The debut issue of Car Model was dated July-August 1962. MacLeod was co-publisher with A.M. Koveleski. The office address was 30 East 20th Street which was Robert N. MacLeod Inc. With the April 1967 issue, “Phyllis Cameron” (divorced in 1967) was the art editor of the magazine. The September 1967 issue said she was the art director. Phil was editor beginning with the September 1968 issue. She wrote about herself in January 1969
I’m Phil Cameron, originally from Brooklyn, N.Y., but now an expatriot living in New Jersey. I’ve been in and around the publishing field in various capacities for eleven years. Since CM Publisher Bob MacLeod gave me my first job in this field, my last two years with CM, first as Art Director and now editor, have been sort of like the return of the native. …
Her last issue was July 1971. Phil probably quit because the magazine moved from New Jersey to Phoenix, Arizona according to the indicia in the September 1971 issue. (I believe she is alive and well as Joan Phyllis Brannen, in Florida.) MacLeod oversaw the final issue of Car Model dated April 1973. 

MacLeod passed away on January 8, 1984, in Phoenix. An obituary appeared in the Arizona Republic, January 10, 1984. 

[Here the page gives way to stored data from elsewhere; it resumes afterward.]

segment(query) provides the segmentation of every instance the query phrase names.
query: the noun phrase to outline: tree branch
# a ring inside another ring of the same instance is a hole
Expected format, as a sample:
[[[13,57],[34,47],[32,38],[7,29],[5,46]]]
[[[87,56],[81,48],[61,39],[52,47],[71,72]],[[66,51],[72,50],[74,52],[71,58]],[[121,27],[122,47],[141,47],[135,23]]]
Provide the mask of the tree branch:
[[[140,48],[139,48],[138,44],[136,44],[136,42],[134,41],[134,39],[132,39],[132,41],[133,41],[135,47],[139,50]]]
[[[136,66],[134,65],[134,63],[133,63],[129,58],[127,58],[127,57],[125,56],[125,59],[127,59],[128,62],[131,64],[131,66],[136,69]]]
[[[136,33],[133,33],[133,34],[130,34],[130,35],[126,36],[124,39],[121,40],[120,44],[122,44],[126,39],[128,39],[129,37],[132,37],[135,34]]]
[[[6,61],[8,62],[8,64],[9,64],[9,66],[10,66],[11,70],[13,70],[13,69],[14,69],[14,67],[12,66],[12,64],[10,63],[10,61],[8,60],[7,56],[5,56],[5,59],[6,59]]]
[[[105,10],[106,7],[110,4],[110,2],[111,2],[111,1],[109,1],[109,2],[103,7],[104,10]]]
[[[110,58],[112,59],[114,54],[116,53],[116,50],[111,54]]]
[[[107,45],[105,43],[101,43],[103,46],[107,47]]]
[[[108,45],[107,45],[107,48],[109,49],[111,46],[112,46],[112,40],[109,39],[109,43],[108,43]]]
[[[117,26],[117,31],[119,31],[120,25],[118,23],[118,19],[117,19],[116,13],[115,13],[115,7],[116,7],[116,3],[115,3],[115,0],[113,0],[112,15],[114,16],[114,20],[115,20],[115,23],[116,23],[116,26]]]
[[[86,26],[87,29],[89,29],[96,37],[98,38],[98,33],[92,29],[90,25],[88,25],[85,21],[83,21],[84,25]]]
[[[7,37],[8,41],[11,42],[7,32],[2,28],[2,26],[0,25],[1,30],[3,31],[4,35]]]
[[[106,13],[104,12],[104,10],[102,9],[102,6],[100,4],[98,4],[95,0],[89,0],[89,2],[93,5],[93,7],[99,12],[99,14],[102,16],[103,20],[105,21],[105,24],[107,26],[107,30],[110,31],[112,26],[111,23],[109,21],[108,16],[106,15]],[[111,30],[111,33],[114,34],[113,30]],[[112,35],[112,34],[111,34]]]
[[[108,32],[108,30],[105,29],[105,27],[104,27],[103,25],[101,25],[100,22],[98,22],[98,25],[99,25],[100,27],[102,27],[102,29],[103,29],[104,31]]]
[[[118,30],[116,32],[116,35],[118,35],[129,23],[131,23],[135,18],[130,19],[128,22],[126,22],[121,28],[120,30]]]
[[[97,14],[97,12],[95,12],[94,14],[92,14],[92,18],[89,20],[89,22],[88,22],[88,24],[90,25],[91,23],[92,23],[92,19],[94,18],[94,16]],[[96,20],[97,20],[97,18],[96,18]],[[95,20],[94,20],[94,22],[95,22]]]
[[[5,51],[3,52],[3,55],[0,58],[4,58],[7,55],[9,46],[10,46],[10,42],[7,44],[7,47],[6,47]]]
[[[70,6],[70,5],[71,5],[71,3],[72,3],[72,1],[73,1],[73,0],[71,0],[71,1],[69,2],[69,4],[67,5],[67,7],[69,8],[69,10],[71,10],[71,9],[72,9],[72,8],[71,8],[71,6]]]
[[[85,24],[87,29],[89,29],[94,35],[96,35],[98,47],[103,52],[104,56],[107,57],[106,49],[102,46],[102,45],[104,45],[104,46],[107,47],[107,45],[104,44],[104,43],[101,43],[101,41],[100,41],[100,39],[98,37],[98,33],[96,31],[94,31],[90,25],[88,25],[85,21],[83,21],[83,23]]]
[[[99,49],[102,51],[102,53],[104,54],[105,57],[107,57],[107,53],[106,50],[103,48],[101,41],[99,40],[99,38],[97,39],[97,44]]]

Robert Nolte MacLeod, 62, a graphics artist for Central Graphics, died Jan. 8, 1984, at St. Joseph’s Hospital and Medical Center. Mr. MacLeod, of 6802 N. 17th Ave., moved to Arizona in 1961 [sic] from his native New Jersey. He served in the Air Force in World War II. Survivors include his wife, Louise; daughter, Robin Alsberg; and three grandchildren. Private services were arranged by Brown’s Maricopa Mortuary, Phoenix.
(MacLeod should not to be confused with Robert Parker “Bob” MacLeod or Robert Thomas “Bob” McLeod.)